Der Beginn der Verhandlung war planmäßig war auf 9.00 Uhr angesetzt, allerdings hatte Richterin Lanig „vergessen“, einen Antrag für den Transport des Beschuldigten zum Gericht zu beantragen. Die Verhandlung wurde auf 10.45 Uhr verschoben, um in der Zwischenzeit den Angeklagten zum Gericht zu bringen. Das war jedoch nicht nur die einzige Besonderheit der Verhandlung: Als Zeug*innen geladene maskierte TaBos (Tatbeobachter*innen) wurden von offen bewaffneten Kollegen begleitet. Von Pressevertreter_innen war nur ein Reporter der Bild-Zeitung vor Ort, der im Vorfeld bereits mehrere Verhandlungen gegen NoG20-Aktivist*innen besucht hatte. Die freien Pressebänke konnten daher von den Unterstützenden besetzt werden.

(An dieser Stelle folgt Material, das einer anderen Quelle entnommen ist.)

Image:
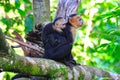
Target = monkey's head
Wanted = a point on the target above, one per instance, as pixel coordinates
(75, 20)
(59, 24)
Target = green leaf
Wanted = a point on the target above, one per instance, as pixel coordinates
(17, 3)
(28, 23)
(21, 12)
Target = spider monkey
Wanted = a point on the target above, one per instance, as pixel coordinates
(60, 39)
(55, 43)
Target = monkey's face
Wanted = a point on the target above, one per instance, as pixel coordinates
(60, 24)
(76, 21)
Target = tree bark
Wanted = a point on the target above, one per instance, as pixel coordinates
(9, 61)
(41, 9)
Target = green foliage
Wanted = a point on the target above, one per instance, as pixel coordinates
(15, 16)
(99, 42)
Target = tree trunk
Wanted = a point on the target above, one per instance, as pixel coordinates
(9, 61)
(41, 9)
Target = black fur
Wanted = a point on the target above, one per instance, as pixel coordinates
(58, 45)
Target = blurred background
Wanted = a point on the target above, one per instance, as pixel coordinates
(97, 42)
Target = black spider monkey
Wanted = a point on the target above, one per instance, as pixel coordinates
(58, 42)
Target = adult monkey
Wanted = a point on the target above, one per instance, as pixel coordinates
(60, 39)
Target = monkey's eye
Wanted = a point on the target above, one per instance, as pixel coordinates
(63, 24)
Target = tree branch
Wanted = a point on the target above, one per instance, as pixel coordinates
(45, 67)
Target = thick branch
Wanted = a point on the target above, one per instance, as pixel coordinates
(39, 66)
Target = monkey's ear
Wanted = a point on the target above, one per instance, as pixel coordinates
(71, 20)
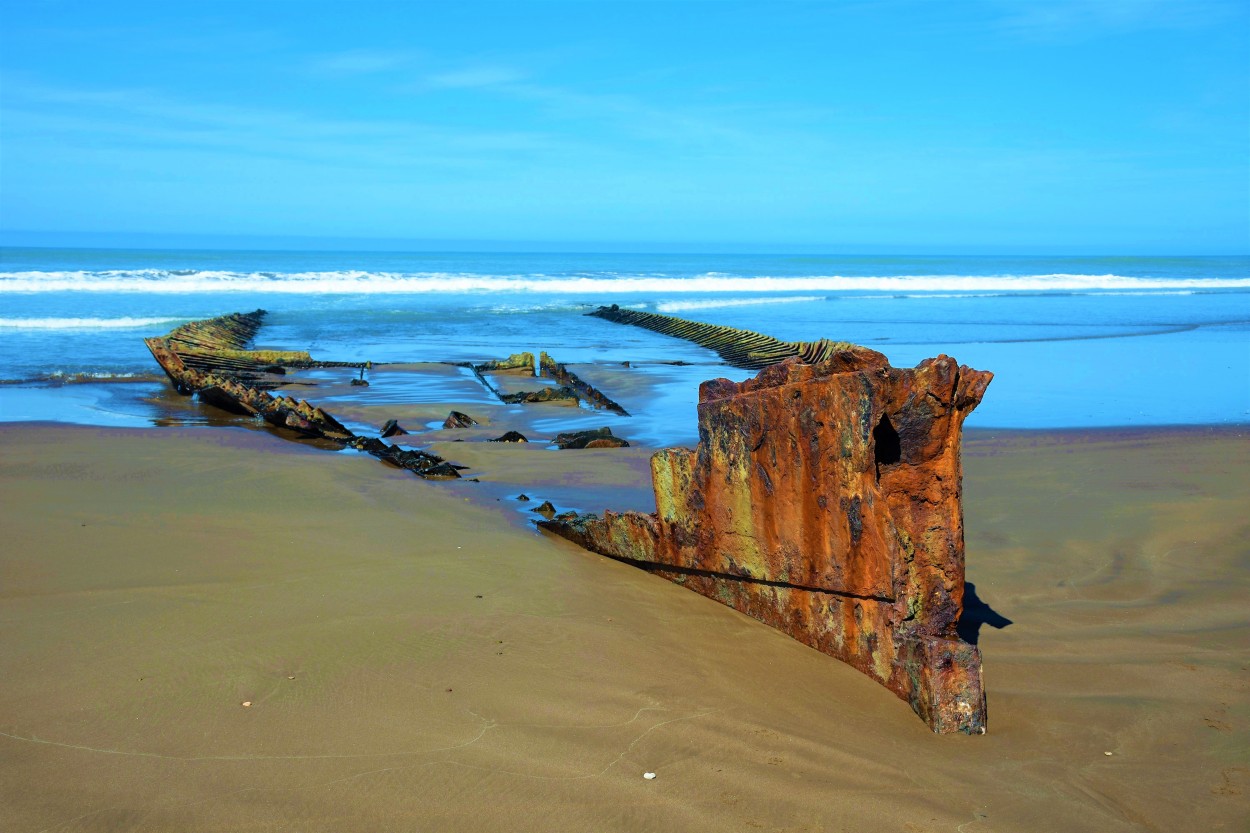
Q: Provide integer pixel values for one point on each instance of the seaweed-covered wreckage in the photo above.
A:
(569, 385)
(824, 498)
(210, 359)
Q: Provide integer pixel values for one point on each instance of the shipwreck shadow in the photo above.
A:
(975, 614)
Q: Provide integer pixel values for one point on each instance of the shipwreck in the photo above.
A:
(824, 495)
(824, 498)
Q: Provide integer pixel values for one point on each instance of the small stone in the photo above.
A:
(510, 437)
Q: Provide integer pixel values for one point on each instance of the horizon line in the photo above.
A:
(178, 240)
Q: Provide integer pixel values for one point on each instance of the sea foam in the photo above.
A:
(379, 283)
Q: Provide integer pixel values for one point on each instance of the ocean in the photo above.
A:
(1074, 342)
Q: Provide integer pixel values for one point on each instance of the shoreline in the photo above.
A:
(413, 656)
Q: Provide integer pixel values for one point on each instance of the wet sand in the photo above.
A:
(418, 659)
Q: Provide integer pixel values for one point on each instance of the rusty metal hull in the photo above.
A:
(825, 500)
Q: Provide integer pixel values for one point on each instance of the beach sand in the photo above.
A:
(416, 658)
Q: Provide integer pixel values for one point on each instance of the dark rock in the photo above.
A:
(391, 429)
(594, 438)
(510, 437)
(458, 419)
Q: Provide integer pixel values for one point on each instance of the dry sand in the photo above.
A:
(416, 659)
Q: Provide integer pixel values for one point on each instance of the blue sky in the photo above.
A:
(939, 126)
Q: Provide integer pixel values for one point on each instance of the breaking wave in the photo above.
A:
(380, 283)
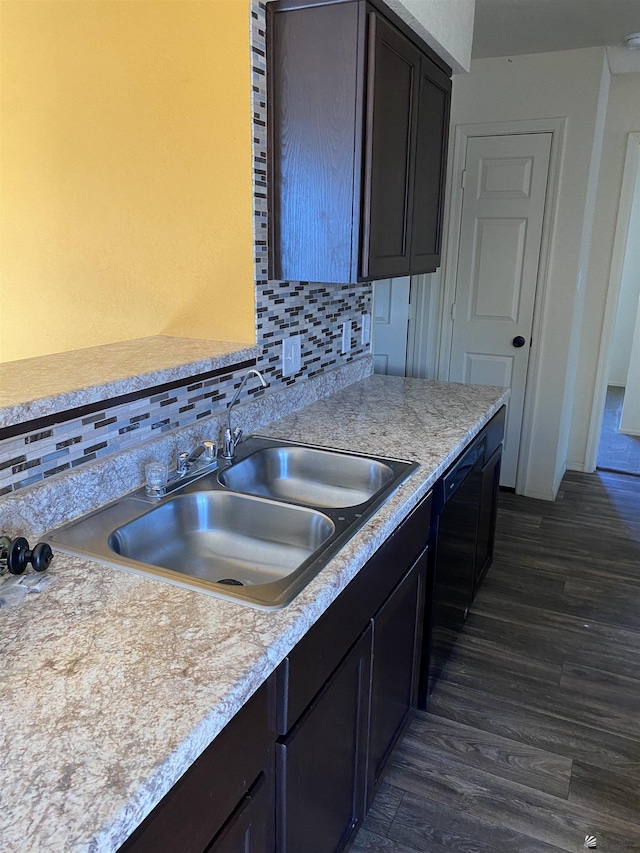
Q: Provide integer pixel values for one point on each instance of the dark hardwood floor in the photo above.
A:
(531, 740)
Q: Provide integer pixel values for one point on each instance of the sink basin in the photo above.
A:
(256, 533)
(306, 475)
(224, 538)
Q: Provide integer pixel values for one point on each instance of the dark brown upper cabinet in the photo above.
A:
(358, 129)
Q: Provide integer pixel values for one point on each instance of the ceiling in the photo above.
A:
(510, 27)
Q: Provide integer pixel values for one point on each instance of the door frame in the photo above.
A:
(463, 132)
(621, 236)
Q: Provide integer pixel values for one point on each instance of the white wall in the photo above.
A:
(445, 25)
(623, 117)
(630, 420)
(628, 300)
(571, 85)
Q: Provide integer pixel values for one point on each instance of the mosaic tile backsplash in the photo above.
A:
(283, 308)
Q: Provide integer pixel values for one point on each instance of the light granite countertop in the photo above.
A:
(35, 387)
(111, 684)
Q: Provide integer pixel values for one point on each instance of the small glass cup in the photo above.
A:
(156, 474)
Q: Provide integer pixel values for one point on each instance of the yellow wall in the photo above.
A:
(125, 195)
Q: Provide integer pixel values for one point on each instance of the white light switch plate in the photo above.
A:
(365, 334)
(346, 337)
(291, 355)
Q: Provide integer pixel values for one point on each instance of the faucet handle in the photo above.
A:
(182, 462)
(210, 450)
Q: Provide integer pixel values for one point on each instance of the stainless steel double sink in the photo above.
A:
(255, 531)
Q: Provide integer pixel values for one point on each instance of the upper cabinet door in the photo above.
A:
(430, 167)
(315, 105)
(358, 117)
(393, 79)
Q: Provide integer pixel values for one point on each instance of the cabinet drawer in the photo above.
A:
(200, 803)
(303, 672)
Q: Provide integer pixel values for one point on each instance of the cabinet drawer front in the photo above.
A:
(311, 662)
(322, 762)
(200, 803)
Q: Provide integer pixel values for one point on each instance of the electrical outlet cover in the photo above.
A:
(346, 337)
(291, 355)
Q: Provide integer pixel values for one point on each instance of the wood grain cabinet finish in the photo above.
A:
(397, 634)
(224, 803)
(340, 717)
(322, 761)
(358, 128)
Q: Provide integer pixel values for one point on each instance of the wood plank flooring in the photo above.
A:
(531, 740)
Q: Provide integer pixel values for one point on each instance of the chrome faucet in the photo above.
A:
(231, 436)
(186, 461)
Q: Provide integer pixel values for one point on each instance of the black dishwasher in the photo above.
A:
(457, 498)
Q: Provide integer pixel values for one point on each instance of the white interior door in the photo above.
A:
(390, 325)
(505, 186)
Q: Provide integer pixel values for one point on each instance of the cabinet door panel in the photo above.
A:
(193, 812)
(397, 634)
(430, 171)
(391, 116)
(322, 762)
(251, 827)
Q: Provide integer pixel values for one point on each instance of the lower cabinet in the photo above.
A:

Richterin Lanig eröffnete die Sitzung mit der informatorischen Befragung des Polizeibeamten Kruse, der den Video-Auswertungsbericht verfasst hatte. Da die Zeiten des ausgewerteten Videomaterials nicht mit der verzeichneten Tatzeit übereinstimmten und die Auswertung des gesamten Videomaterials laut Kruse nicht zeitnah vollendet werden könnte, beantragte die Verteidigung eine Haftaussetzung bzw. Aussetzungsantrag des Verfahrens. Staatsanwältin Brümmer widersprach dem Antrag und beantragte, dass anstelle einer Fortsetzung der Beweisaufnahme vorliegende Anträge bearbeitet würden. Richterin Lanig gab dem Antrag der Verteidigung mit der Begründung statt, dass eine Fortsetzung des Verfahrens in Ermangelung von Beweismaterial „schwierig“ sei. Sie setzte die Verhandlung aus und schloss die Sitzung damit für die Öffentlichkeit. In der darauf folgenden Haftprüfung erwirkte die Verteidigung eine sofortige Haftaussetzung gegen 10.000 Euro Kaution. Die Verteidigung appellierte zudem an die Vorsitzende Richterin, den Beschuldigten bis Einzahlung der Kaution am Gericht zu behalten. Dieser wurde jedoch in einem Transport zurück in die Justizvollzugsanstalt Billwerder gebracht. Die Unterstützenden mussten also nach Billwerder nachfahren, um ihn dort abzuholen.